El amor también llega en los Juegos Olímpicos

Roger Federer siempre tendrá un lugar especial en su corazón para los Juegos Olímpicos de Sidney, en los que conoció a Mirka Vavrinec, su esposa y madre de sus hijas. El 'Expreso de Basilea' siempre ha reconocido la importancia de la figura de Vavrinec en el rumbo de su vida desde que la conoció.

Roger Federer tiene una medalla de oro olímpica en la disciplina de dobles junto a su compatriota Stanislas Wawrinka, pero este no fue el hito que cambió la vida del tenista suizo en los Juegos Olímpicos.

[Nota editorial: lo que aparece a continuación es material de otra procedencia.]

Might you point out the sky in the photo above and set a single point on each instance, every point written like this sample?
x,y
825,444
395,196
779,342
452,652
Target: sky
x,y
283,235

Para el tenista suizo, lo que cambió por completo su vida tuvo lugar en los Juegos Olímpicos de Sidney, en el año 2000, en los que conoció en la mesa de un restaurante a la tenista eslovaca Mirka Vavrinec, su esposa y la madre de sus dos gemelas, figuras que el tenista suizo siempre ha destacado como claves en su trayectoria vital y deportiva.

A su llegada a la Villa Olímpica en Londres, Federer declaró en la rueda de prensa previa la importancia y lo especial de unos Juegos Olímpicos: "Es uno de los eventos más importantes del deporte, de la vida, de todo", declaró con énfasis el suizo. "Pero es mucho más especial para mí, por supuesto, por el cambio que supuso en mi vida", añadió.

La carrera tenística de Mirka Vavrinec se terminó por una lesión en el pie en 2002, y desde entonces se ha dedicado a atender sus negocios de relaciones públicas y a acompañar a Federer en todos los torneos del circuito que pudiera. Federer siempre ha destacado lo importante que es para él la estabilidad de su relación con Vavrinec, que le ha permitido mantenerse en lo alto del tenis mundial durante una década.

"[Los Juegos] no te hacen querer ganar más, porque siempre quieres ganar. Es porque juegas al tenis, porque amas el deporte e intentas dar lo mejor de ti. Cuando pienso en los Juegos, solo pienso en buenos recuerdos. Pienso en el gran evento que es y lo que ha hecho por mí y mi carrera, además de cambiar mi vida personal".